Some Arab-Americans who had previously been subjected to lengthy questioning at Israeli entry points, reported being able to enter more quickly. The evidence is still only anecdotal and the procedures have yet to be put in place that would enable Palestinian-Americans seeking to enter Gaza via Israel rather than taking the arduous route through Egypt.
Meanwhile, EU citizens of Middle East extraction, who remain subject to the same restrictions, have not experienced similar gains. A German-Palestinian businessman visiting family in Gaza this summer told me he was compelled to take the usual costly, multi-day trip via Egypt, a journey he described as marked by “profound uncertainty, not knowing what might happen along the way, a harrowing ordeal that inflicts deep humiliation and degradation.” (He requested anonymity, fearing reprisals.)

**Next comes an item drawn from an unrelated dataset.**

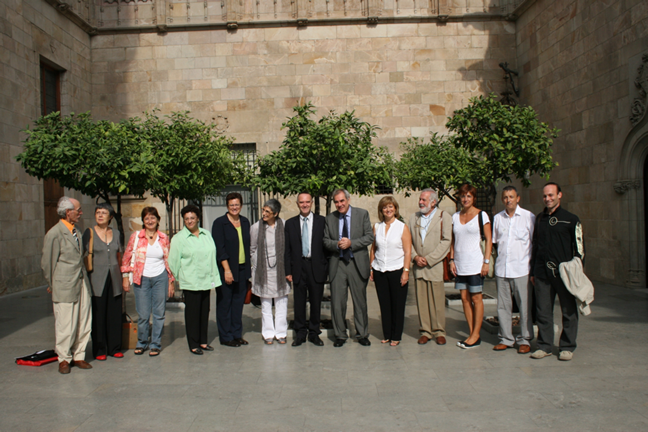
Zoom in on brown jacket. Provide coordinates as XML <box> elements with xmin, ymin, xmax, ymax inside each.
<box><xmin>409</xmin><ymin>209</ymin><xmax>452</xmax><ymax>281</ymax></box>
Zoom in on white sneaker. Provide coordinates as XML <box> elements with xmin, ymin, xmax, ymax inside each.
<box><xmin>531</xmin><ymin>350</ymin><xmax>551</xmax><ymax>359</ymax></box>
<box><xmin>558</xmin><ymin>351</ymin><xmax>574</xmax><ymax>361</ymax></box>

The EU has no non-discrimination clause in its reciprocal visa-free arrangements with 60 non-EU countries, including Israel. A May 2023 report by the European Commission, the EU’s executive branch, discusses challenges to visa reciprocity, such as irregular migration and abuse of asylum procedures. The report describes “broad support” for strengthening the Visa Suspension Mechanism to counter abuses of the system but does not mention discrimination among EU citizens as one of those abuses.
In a 2022 internal annual report, Jerusalem- and Ramallah-based EU diplomats recommended that the EU “consider a response to Israeli discriminatory visa practices restricting freedom of movement of EU citizens, including access to Jerusalem.” On-the-ground diplomats have been making this recommendation for years.
But EU officials in Brussels have not once, to my knowledge, publicly suggested that Israel’s routinely discriminatory practices against categories of European citizens amounts to a subversion of the reciprocity principle that undergirds the agreement. EU officials have apparently chosen to define “reciprocity” narrowly to mean that each side imposes no formal visa requirement.
The US and EU should of course demand much more of Israel, including to respect the right of all Palestinians to travel between Gaza and the West Bank and take steps to dismantle apartheid.
To combat discrimination against one’s own nationals, it may be harder, politically, to suspend or impose conditions on a visa waiver program already in place, than it is to set benchmarks for admitting a country, as the US did.
But the recent US experience shows what the EU could and should at minimum get for its citizens, if it were finally willing to use the leverage that the coveted visa-free entry into 27 member states gives it.